Other major changes include expensing of equipment investment; elimination of personal and dependent exemptions, the tax on people who do not obtain adequate health insurance coverage, and the corporate alternative minimum tax; and increases in the standard deduction, the estate tax exemption, and the individual alternative minimum tax exemption.
In “Effects of the Tax Cuts and Jobs Act: A preliminary analysis” (PDF), William Gale, Hilary Gelfond, Aaron Krupkin, Mark J. Mazur, and Eric Toder summarize the provisions of the bill and provide preliminary analysis of their effects.
They find that TCJA will stimulate the economy in the near term, but the long-term impact on gross domestic product (GDP) will be small. The impact will be smaller on gross national product (GNP) than on GDP because the law will generate net capital inflows from abroad that have to be repaid in the future.

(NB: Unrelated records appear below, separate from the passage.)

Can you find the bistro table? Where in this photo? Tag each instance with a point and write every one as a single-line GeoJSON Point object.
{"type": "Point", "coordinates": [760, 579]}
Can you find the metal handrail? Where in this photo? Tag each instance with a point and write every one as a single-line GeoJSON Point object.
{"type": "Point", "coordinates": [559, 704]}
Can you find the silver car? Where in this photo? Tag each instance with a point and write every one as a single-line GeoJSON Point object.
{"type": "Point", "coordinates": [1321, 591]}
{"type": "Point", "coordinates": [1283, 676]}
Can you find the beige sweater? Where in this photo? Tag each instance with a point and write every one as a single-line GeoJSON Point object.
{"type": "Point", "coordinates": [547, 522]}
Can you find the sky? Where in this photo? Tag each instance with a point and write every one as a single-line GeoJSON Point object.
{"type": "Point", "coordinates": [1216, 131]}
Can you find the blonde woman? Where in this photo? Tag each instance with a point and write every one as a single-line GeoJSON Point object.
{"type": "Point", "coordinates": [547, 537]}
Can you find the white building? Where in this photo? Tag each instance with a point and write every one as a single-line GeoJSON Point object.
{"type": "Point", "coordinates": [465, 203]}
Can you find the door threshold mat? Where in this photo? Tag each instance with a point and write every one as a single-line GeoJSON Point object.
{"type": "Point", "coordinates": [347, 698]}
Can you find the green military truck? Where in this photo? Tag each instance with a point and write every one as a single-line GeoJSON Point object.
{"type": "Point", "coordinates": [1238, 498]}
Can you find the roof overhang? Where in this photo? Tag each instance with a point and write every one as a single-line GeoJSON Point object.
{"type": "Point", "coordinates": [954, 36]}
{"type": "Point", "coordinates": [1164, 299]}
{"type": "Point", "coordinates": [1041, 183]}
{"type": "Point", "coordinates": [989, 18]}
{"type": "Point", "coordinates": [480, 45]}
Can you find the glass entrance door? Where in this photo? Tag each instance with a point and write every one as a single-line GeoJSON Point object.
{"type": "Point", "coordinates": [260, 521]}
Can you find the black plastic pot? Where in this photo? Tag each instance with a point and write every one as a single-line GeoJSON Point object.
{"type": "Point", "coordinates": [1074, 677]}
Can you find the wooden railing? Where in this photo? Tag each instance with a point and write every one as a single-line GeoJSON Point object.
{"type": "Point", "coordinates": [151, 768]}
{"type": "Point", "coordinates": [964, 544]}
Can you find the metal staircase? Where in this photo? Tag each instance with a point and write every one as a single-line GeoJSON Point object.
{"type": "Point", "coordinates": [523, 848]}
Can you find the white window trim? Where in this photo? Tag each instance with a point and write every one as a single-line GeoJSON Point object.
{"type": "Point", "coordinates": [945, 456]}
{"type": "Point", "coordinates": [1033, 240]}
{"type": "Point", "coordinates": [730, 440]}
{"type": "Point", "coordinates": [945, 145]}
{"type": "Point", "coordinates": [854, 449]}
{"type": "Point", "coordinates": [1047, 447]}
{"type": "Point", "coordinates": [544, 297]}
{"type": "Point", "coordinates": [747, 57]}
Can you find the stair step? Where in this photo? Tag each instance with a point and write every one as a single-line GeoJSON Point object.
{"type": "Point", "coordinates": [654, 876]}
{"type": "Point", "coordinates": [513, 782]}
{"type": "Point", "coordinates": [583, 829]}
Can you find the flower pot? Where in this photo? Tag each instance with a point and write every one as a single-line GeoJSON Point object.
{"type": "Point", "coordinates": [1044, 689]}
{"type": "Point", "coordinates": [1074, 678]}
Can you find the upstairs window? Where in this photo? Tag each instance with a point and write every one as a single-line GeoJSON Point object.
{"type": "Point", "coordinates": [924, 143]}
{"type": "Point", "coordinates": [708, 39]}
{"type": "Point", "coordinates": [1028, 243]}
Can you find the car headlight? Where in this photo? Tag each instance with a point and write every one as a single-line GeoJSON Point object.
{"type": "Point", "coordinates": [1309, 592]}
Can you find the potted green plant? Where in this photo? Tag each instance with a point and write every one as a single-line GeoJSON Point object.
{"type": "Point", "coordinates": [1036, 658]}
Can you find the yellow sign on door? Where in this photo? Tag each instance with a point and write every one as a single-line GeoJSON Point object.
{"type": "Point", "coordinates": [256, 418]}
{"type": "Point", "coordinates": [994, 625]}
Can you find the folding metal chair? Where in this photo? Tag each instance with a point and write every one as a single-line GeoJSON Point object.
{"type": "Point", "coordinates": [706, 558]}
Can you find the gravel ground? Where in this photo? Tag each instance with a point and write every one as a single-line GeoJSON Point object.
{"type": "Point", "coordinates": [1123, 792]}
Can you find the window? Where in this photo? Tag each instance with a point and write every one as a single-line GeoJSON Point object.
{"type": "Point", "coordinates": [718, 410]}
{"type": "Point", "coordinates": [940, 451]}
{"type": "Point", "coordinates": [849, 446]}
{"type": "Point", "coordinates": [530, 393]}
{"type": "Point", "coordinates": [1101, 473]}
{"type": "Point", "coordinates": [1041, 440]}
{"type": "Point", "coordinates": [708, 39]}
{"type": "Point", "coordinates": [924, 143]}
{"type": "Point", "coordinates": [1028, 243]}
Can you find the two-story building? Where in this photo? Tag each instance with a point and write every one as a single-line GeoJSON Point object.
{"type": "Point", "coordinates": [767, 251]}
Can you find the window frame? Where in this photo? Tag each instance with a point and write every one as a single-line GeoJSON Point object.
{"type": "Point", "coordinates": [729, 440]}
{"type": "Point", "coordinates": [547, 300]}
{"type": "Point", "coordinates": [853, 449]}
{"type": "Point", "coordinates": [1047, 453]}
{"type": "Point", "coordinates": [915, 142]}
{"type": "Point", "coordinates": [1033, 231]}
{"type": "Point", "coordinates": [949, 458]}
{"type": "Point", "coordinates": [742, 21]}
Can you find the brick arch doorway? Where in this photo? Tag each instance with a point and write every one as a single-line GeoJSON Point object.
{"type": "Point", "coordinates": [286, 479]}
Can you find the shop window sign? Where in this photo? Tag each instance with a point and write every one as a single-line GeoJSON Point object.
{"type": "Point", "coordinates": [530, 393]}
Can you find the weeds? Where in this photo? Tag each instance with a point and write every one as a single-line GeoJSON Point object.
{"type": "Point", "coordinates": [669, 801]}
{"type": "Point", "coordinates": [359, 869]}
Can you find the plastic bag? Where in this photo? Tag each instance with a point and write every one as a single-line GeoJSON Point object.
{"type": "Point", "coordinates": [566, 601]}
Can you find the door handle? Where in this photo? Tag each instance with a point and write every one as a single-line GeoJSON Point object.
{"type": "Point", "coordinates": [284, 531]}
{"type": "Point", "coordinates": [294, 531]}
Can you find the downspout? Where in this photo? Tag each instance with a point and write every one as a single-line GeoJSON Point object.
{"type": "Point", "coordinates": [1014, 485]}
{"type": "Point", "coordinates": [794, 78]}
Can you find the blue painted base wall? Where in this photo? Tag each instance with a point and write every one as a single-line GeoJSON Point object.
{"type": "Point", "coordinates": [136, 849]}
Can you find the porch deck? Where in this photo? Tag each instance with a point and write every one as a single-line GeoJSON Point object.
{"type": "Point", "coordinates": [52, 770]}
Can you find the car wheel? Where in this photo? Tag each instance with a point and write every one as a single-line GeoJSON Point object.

The new law will reduce federal revenues by significant amounts, even after allowing for the impact on economic growth. It will make the distribution of after-tax income more unequal. If it is not financed with concurrent spending cuts or other tax increases, TCJA will raise federal debt and impose burdens on future generations. If it is financed with spending cuts or other tax increases, TCJA will, under the most plausible scenarios, end up making most households worse off than if it had not been enacted.
The new law simplifies taxes in some ways but creates new complexity and compliance issues in others. It will raise health care premiums and reduce health insurance coverage. It will affect activities in many sectors, including state and local public spending, charitable organizations, and housing.
The authors conclude that the new law leaves many unanswered questions. It phases out many provisions over time, and it leaves US revenues significantly below what is needed to address long-term fiscal shortfalls. These aspects invite reconsideration of the tax policy choices made in the TCJA over the next several years.